I wonder if the series would've done better if it was a re-imagining of King's novella (not a remake of the cinematic version) wherein the characters from the original work are tapped in the supermarket and, after a few decide to flee, end up in a motel on their way to Hartford, CT (from which they received a broadcast as in the novella and the initial ending of the film) and pressed on.  It could've been a whole different and better creature than Spike made with its convoluted plots about date-rape and cross-gendered teens dealing with parents.  None of the characters (only one transitioned from the novella and she was quickly offed) were sympathetic.  Not one.  When someone got dispatched, there were only cheers of gratitude. 

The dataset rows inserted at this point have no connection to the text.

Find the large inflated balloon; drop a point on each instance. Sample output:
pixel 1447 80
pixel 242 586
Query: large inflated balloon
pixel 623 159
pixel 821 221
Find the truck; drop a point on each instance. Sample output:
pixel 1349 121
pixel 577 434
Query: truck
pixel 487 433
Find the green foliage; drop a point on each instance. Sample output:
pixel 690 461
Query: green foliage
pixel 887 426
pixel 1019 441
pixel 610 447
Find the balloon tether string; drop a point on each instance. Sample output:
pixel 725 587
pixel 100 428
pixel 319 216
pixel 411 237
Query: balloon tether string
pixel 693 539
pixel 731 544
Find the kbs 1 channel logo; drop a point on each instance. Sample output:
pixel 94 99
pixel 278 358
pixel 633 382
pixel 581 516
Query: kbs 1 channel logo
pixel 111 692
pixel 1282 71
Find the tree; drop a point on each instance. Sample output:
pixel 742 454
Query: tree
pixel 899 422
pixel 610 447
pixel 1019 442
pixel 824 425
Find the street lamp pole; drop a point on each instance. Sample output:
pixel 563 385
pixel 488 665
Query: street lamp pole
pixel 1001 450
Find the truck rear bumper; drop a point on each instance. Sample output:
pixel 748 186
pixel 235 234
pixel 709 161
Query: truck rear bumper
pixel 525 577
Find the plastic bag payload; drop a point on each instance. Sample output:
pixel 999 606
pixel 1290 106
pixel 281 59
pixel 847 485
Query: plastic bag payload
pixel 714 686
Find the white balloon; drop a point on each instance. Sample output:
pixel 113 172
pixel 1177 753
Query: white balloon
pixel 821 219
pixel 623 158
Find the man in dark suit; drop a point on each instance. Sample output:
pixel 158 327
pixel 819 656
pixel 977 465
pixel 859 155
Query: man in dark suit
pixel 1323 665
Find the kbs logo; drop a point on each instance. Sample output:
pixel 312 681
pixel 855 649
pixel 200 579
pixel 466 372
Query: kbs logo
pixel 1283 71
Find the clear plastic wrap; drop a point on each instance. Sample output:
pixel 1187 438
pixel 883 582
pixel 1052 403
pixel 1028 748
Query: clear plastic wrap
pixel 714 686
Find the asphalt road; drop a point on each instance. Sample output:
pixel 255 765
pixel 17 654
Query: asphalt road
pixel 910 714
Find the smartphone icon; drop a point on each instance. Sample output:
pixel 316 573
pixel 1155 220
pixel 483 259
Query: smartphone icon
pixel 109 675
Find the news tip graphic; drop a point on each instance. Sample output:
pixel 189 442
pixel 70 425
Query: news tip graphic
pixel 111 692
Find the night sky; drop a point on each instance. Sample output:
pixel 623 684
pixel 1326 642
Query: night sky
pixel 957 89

Sometimes it's just best to portray the characters as King has done in his works.  In the various versions of Carrie, she's portrayed as a thin, fairly attractive girl.  The first two were classic; the third with Chloe Moretz was a dud.  However, in the novel she is a rather pudgy teen with clumps of acne (her nickname among the bullies was "puddin'").  Her mother was a fat woman with long gray hair tied in a bun and rimless glasses pressed into her pudgy face.  King drew Carrie from a composite of two girls he remembered from high school.  We all had a girl like that when we were in high school.  Ours was a poor, tormented creature, totally friendless, taunted with the nicknames "spider" and "eagle-claw."  She lived in the shadows, trying to hide as she walked the corridors between classes.  We all had them; we can relate and identify; that's what makes King's characters work - we know them.  Spacek, Bettis and Moretz were just too "pretty" even when they were "uglied" up.  But they, despite dramatic expertise, could not portray the "Carries" we had in our schools.  Our Carrie was humiliated at her high school graduation.  Having no friends, she had no social skills or understanding of fashion.  Our graduation was formal:  evening gowns and tuxedos.  She came in a pink dress (like the one in Carrie) that was too short to hide the white sweat socks and yellow shoes she wore.  When her name was called for her diploma, scores hooted and howled and "spider!" and "eagle-claw!" reverberated.  She moved as quickly as she could, walking with her arms swinging, her head downcast, her shoulders shrugged as someone yelled:  "She looks like a monkey!"  All that was missing was the bucket of blood.  We all saw it in high school; cinematic versions should stick with what it was like.  That's what draws our sympathy.